Urusan cukur mencukur bukan hal baru bagi Hasan. Sudah lebih dari tiga dekade dia memegang gunting dan sisir cukurnya.
"Sudah puluhan tahun saya jadi tukang cukur. 30 tahun saya di kios ikut kakak saya dan ke sana kemari cuman enggak betah. 15 tahun ini saya habiskan sebagai tukang cukur pinggir jalan sini," tutur Hasan kepada kumparan, Minggu (11/11).
Penghasilan yang peroleh pun tak menentu, sekali pangkas dia mematok harga Rp 15 ribu. Setidaknya dalam sehari Hasan bisa mengantongi Rp 30.0000, namun bila ramai ia bisa mengantongi Rp 100.000.
Uang yang didapatnya dari mencukur, ia kirimkan untuk anak dan istrinya di Bogor. Sudah puluhan tahun Hasan tak tinggal bersama anak istrinya demi mencari nafkah. Setiap harinya Hasan menumpang tidur di puskesmas tak jauh dari lapak tempat cukurnya.
"Kalau tidur di Puskesmas, setiap jam 11 malam baru dibolehin tidur di Puskesmas kalau siang engga boleh karena ramai ada pasien. Mandi biasanya di musala, nyuci baju biasanya di gereja ini," ucapnya.
Ia menjelaskan, memilih menjadi tukang cukur dibawah pohon rindang lantaran sebagian besar pelanggannya merupakan jemaat Gereja Koinonia, sopir, tentara hingga polisi. Hasan bersyukur pelanggannya sangat baik padanya. Misalnya warga yang kerap kali memberikan baju, topi dan makanan untuknya.
Sebelum menjalankan profesi sebagai tukang cukur, Hasan sempat menjadi pedagang asongan. Namun tak bertahan lama, ia akhirnya memutuskan untuk menjadi tukang pangkas rambut, karena pekerjaan yang ia senangi.
Sebagai tukang cukur bawah pohon di trotoar jalan, bukan hal yang mudah baginya. Sering kali ia diusir oleh satpol PP, alat-alat cukurnya pun kerap kali hilang. Hasan mengaku sedih tiap kali alat cukurnya hilang, pasalnya hanya dari alat itu ia bisa menghidupi keluarganya.
"Kemarin sempat hampir pingsan pas gunting-gunting hilang, tapi alhamdulillah diganti yang baru. Ada orang baik yang membelikan saya alat cukur baru, dan berikan saya uang Rp 100.000 pas saya ceritakan kalau alat saya hilang," jelas Hasan.
Umur yang semakin tua mempengaruhi kesehatannya.

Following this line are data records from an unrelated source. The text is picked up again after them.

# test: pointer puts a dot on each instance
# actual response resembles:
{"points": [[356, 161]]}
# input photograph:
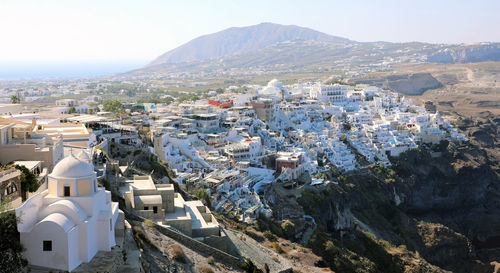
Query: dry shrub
{"points": [[205, 269], [210, 260], [149, 223], [177, 253], [277, 248]]}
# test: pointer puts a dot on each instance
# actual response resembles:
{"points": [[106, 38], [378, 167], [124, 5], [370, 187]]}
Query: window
{"points": [[47, 245], [67, 191]]}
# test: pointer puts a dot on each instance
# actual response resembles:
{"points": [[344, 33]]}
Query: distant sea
{"points": [[70, 69]]}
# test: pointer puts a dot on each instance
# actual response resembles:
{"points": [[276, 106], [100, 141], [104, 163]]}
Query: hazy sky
{"points": [[51, 30]]}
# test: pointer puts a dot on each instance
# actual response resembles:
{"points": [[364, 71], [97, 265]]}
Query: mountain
{"points": [[238, 40], [273, 48], [467, 53]]}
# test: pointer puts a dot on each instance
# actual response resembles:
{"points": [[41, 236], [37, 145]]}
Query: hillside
{"points": [[278, 48], [237, 40]]}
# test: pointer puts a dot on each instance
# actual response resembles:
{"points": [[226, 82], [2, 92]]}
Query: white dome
{"points": [[82, 155], [72, 167]]}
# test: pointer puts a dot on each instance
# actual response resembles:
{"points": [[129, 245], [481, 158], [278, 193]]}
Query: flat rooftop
{"points": [[142, 183]]}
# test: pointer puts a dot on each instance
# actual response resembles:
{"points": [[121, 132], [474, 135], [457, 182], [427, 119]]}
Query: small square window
{"points": [[47, 245]]}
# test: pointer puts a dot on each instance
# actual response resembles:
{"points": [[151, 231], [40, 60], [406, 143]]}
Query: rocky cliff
{"points": [[433, 211]]}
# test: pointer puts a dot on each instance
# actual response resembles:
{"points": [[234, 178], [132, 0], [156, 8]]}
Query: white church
{"points": [[71, 221]]}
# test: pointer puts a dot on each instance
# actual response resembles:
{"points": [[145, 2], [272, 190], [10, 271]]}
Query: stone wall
{"points": [[192, 243]]}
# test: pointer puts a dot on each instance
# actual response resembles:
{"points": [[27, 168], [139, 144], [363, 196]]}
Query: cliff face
{"points": [[446, 207], [467, 54]]}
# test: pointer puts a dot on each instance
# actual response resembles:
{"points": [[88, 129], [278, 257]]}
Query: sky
{"points": [[133, 31]]}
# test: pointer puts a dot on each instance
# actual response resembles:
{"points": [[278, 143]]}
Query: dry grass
{"points": [[276, 247], [149, 223], [177, 253], [205, 269], [210, 260]]}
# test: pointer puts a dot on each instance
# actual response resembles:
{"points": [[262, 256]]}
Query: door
{"points": [[67, 191]]}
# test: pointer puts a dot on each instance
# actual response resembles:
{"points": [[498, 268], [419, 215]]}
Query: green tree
{"points": [[288, 228], [15, 99], [112, 106], [29, 181], [11, 259]]}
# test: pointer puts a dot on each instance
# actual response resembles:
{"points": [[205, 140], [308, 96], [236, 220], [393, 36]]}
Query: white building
{"points": [[333, 94], [71, 221], [247, 150]]}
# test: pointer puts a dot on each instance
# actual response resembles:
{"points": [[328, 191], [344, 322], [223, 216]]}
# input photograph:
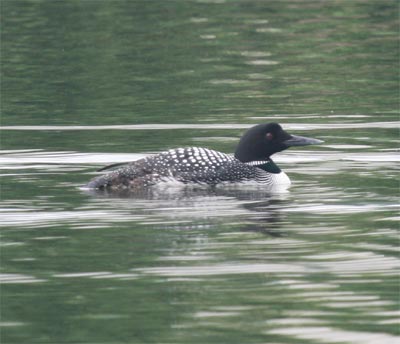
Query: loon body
{"points": [[193, 165]]}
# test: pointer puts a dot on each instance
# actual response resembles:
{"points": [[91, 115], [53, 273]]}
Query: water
{"points": [[91, 83]]}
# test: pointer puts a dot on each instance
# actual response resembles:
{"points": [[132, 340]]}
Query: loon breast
{"points": [[186, 165]]}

Makan tak teratur ditambah lagi hidup di jalanan membuat tubuh Hasan mudah terserang penyakit. Ditambah lagi, penyakit hernia yang dideritanya membuat dia tak lagi bisa bekerja terlalu berat. Namun semangatnya untuk memberi nafkah untuk keluarga membuat rasa lelah dan sakit itu ia tahan.
Hasan memiliki 8 orang anak dan 4 orang cucu. Salah satu anaknya terkena gangguan jiwa. Beberapa anaknya yang lain telah bekerja sebagai guru. Anak-anak Hasan sering kali memintanya untuk menghabiskan waktu tuanya di rumah dan tidak bekerja. Namun Hasan tetap bersikeras untuk bekerja demi keluarganya.
"Saya masih mau bekerja untuk keluarga demi anak dan istri meskipun anak-anak saya memiliki pekerjaan," katanya.
SUMBER GAN
Tubuhnya tak lagi tegap, badannya pun sedikit bungkuk, raut wajahnya keriput. Namun kondisi itu tak membuat Hasanudin bermalas-malasan.
Setiap harinya, Hasan, panggilan akrabnya, begitu semangat mencari nafkah untuk keluarga. Di usia senjanya yang memasuki 60 tahun, hanya keahlian mencukur yang dia punya agar dapur di rumahnya tetap ngebul.
kumparan berbincang dengan Hasan yang sedang memasang terpal dadakan di dekat pohon pinggir jalan dekat Gereja Koinonia, Jatinegara, Jakarta Timur. Di bawah terpal, dia menata kaca, kursi dan peralatan pangkasnya. Alat cukurnya ia letakan dalam koper tua dan kacanya ia gantungkan pada pagar gereja Koinonia.
Pelanggannya kerap menyebut Hasan dengan sebutan tukang cukur DPR. Bukan tukang cukur untuk anggota Dewan Perwakilan Rakyat yang dimaksud, malainkan tukang cukur Di bawah Pohon Rindang (DPR).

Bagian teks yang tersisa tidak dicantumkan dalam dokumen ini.